Closed ulph0 closed 4 years ago

ulph0 commented 4 years ago

hi, when theme[main_bg] is black and theme[main_fg] is white, this means highlighting is a lighter colour so in the process list the processes on top are lighter. that is correct. but since i use black on white terminals i have to turn it around, because in this case a darker font is 'highlighted'. But when for example i use #ff for theme[main_bg] and #cc for theme[main_fg], the fonts of the processes are still lighter. of course now the top processes should be in #ff and the ones at the bottom in #cc. i didn't find a way to do that in the theme file. regards.

aristocratos commented 4 years ago

I've added a check if the foreground color red, green and blue values adds up to less than (255*3)/2 to assume dark text and invert the gradient in the processes box. Will be in next update.

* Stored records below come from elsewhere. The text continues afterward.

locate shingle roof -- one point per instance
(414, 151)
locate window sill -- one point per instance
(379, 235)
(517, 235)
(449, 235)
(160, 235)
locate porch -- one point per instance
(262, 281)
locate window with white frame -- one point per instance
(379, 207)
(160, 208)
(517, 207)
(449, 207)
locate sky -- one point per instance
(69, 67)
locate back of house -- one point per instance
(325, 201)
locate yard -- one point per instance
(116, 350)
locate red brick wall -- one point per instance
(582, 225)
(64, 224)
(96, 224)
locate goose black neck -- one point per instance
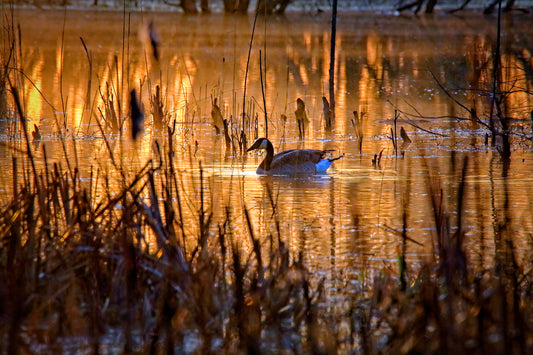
(267, 162)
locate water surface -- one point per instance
(351, 217)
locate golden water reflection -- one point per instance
(353, 215)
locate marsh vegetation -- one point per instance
(166, 241)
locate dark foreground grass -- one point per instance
(121, 272)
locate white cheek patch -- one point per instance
(322, 165)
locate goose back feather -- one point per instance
(292, 161)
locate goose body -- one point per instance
(292, 161)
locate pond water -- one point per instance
(350, 217)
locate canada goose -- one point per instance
(293, 161)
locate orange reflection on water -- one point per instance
(382, 65)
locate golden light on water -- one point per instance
(378, 70)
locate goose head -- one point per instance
(260, 144)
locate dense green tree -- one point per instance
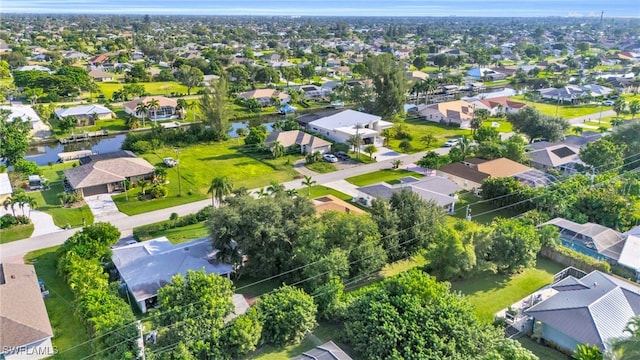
(389, 83)
(287, 315)
(535, 125)
(14, 138)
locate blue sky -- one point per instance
(503, 8)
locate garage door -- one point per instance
(95, 190)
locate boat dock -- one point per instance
(83, 137)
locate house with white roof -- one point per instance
(341, 126)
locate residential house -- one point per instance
(326, 351)
(106, 173)
(561, 157)
(167, 108)
(591, 309)
(434, 188)
(100, 76)
(147, 266)
(457, 112)
(499, 105)
(344, 125)
(266, 97)
(470, 174)
(5, 186)
(332, 203)
(26, 330)
(86, 114)
(308, 143)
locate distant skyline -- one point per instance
(461, 8)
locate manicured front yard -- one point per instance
(15, 233)
(68, 330)
(418, 128)
(385, 175)
(489, 293)
(199, 164)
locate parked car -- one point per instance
(342, 155)
(451, 142)
(330, 158)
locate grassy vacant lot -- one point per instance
(420, 127)
(385, 175)
(489, 293)
(199, 164)
(479, 209)
(164, 88)
(68, 330)
(15, 233)
(564, 111)
(48, 199)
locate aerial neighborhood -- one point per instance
(317, 187)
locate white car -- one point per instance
(329, 158)
(451, 143)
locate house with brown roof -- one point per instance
(499, 105)
(25, 328)
(166, 110)
(452, 112)
(105, 174)
(265, 96)
(308, 143)
(469, 174)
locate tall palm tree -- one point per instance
(154, 105)
(142, 109)
(308, 183)
(219, 188)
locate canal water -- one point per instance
(48, 153)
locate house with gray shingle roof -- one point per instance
(592, 310)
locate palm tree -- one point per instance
(370, 149)
(219, 188)
(428, 139)
(308, 183)
(277, 149)
(154, 105)
(142, 109)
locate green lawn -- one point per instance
(48, 199)
(15, 233)
(199, 164)
(385, 175)
(69, 331)
(164, 88)
(564, 111)
(489, 293)
(420, 127)
(321, 167)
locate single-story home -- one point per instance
(592, 309)
(308, 143)
(266, 96)
(167, 108)
(434, 188)
(341, 126)
(561, 157)
(332, 203)
(470, 174)
(499, 105)
(26, 330)
(104, 173)
(326, 351)
(452, 112)
(5, 186)
(147, 266)
(100, 76)
(86, 114)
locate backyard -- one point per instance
(199, 164)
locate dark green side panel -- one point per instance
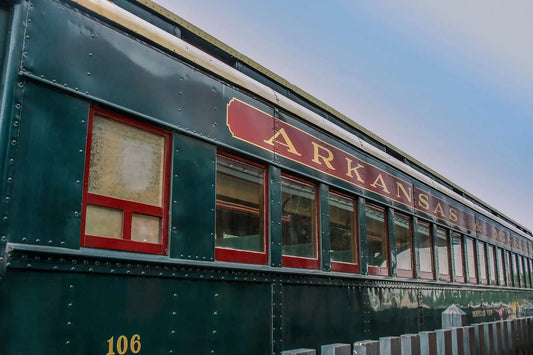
(104, 64)
(307, 309)
(193, 199)
(169, 315)
(51, 143)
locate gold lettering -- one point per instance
(407, 193)
(354, 170)
(381, 184)
(326, 159)
(453, 214)
(438, 210)
(286, 141)
(423, 201)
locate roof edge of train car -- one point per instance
(189, 33)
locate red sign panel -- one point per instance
(256, 127)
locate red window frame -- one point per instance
(299, 261)
(407, 272)
(428, 275)
(445, 277)
(345, 266)
(247, 256)
(482, 253)
(128, 208)
(492, 267)
(472, 278)
(380, 270)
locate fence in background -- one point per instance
(501, 337)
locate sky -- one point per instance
(448, 82)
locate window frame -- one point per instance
(426, 275)
(127, 207)
(492, 271)
(240, 255)
(301, 262)
(444, 277)
(500, 266)
(472, 274)
(460, 237)
(405, 272)
(341, 266)
(379, 270)
(482, 259)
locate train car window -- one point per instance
(520, 261)
(509, 275)
(342, 231)
(443, 250)
(471, 260)
(529, 272)
(482, 259)
(126, 185)
(458, 257)
(299, 240)
(240, 211)
(500, 266)
(491, 265)
(526, 272)
(425, 250)
(377, 240)
(516, 271)
(403, 232)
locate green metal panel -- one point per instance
(79, 313)
(318, 315)
(432, 303)
(391, 312)
(193, 199)
(97, 61)
(49, 155)
(10, 95)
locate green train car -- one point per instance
(163, 194)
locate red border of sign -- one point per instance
(247, 256)
(127, 207)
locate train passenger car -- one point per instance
(163, 194)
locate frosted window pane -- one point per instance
(342, 229)
(126, 162)
(145, 228)
(103, 222)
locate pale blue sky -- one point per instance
(449, 83)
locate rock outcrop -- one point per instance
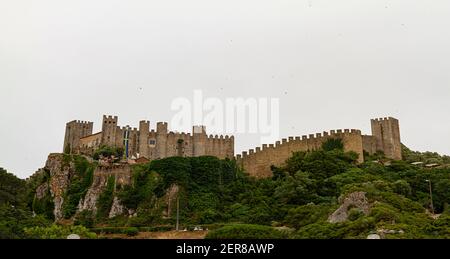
(353, 200)
(60, 173)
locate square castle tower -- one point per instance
(145, 142)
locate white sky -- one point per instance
(340, 63)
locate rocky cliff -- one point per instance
(65, 182)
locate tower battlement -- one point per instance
(145, 142)
(257, 162)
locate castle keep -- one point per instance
(159, 143)
(146, 142)
(385, 137)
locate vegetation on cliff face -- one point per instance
(299, 197)
(79, 184)
(15, 212)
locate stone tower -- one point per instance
(161, 140)
(386, 132)
(109, 130)
(199, 139)
(144, 131)
(74, 131)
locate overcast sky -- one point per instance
(333, 64)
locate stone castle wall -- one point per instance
(150, 143)
(258, 162)
(385, 138)
(160, 143)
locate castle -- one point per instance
(385, 138)
(151, 144)
(144, 142)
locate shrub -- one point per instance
(85, 218)
(245, 232)
(131, 231)
(59, 232)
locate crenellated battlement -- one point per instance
(320, 137)
(257, 162)
(384, 119)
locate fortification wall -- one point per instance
(75, 130)
(122, 173)
(369, 144)
(387, 134)
(258, 162)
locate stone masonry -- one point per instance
(146, 142)
(159, 143)
(385, 137)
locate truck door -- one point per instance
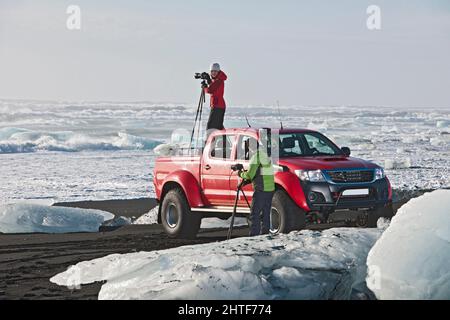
(216, 170)
(243, 156)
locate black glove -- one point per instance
(207, 77)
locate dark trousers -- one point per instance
(215, 120)
(261, 208)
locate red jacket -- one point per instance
(216, 90)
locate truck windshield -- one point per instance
(306, 145)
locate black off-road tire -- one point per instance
(176, 217)
(291, 217)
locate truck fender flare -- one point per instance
(188, 183)
(291, 184)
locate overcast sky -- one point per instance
(298, 52)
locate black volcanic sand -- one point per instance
(28, 261)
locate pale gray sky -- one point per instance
(298, 52)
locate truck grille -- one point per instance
(351, 176)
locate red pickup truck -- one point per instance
(313, 177)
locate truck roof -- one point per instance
(255, 130)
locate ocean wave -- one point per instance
(18, 140)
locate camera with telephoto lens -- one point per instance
(203, 76)
(237, 167)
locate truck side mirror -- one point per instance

ulph0 commented 4 years ago

cool! thank you!

ulph0 commented 4 years ago

hi, i upgraded to bashtop 0.9.20 but it still prints the top processes lighter than the lower ones when i have a white background. here the default theme: image

aristocratos commented 4 years ago

Well yeah, the gradient is based on the text color. Even if it was based on the background color and you have transparent background set in the theme (which the default has) it would be impossible to know what color your background is.

You have to use a light theme or manually set the text color to a darker color in a copy of the default theme.

I've added a check if the foreground color red, green and blue values adds up to less than (255*3)/2 to assume dark text and invert the gradient in the processes box.

ulph0 commented 4 years ago

i copied the "whiteout" theme and changed it because the default theme is not as a file in the themes folder. when i switch theme[main_fg] to black, i have no gradient at all. what do i have to change? please see my settings below. okay, maybe you couldn't autodetect the background color if set to terminal default, but what when there is s.th. in theme[main_bg]? eg. white?


# Main background, empty for terminal default, need to be empty if you want transparent background
theme[main_bg]=""

# Main text color
theme[main_fg]="#00"

# Title color for boxes
theme[title]="#10"

# Higlight color for keyboard shortcuts
theme[hi_fg]="#284d75"

# Background color of selected item in processes box
theme[selected_bg]="#15283d"

# Foreground color of selected item in processes box
theme[selected_fg]="#ff"

# Color of inactive/disabled text
theme[inactive_fg]="#dd"

# Misc colors for processes box including mini cpu graphs, details memory graph and details status text
theme[proc_misc]="#00"

# Cpu box outline color
theme[cpu_box]="#1a361e"

# Memory/disks box outline color
theme[mem_box]="#3d3c14"

# Net up/down box outline color
theme[net_box]="#1a1742"

# Processes box outline color
theme[proc_box]="#3b1515"
aristocratos commented 4 years ago

Yup, my mistake. Didn't account for value being zero in the calculations, will be fixed in next update. Again :)

ulph0 commented 4 years ago

mhm i even see no gradient if i set theme[main_fg]="#11"

aristocratos commented 4 years ago

Yeah, the calculation right now is (value-(value/6)/height_of_box) which becomes to small to be noticeable on lower values, the new calculations to fix it is (value-255-(value-255/6)/height_of_box) which reverses it when the values are below 255*3/2 and keeps the normal calculation when values are above.

aristocratos commented 4 years ago

Fixed in v0.9.21

ulph0 commented 4 years ago

thanks! works & looks pretty well now!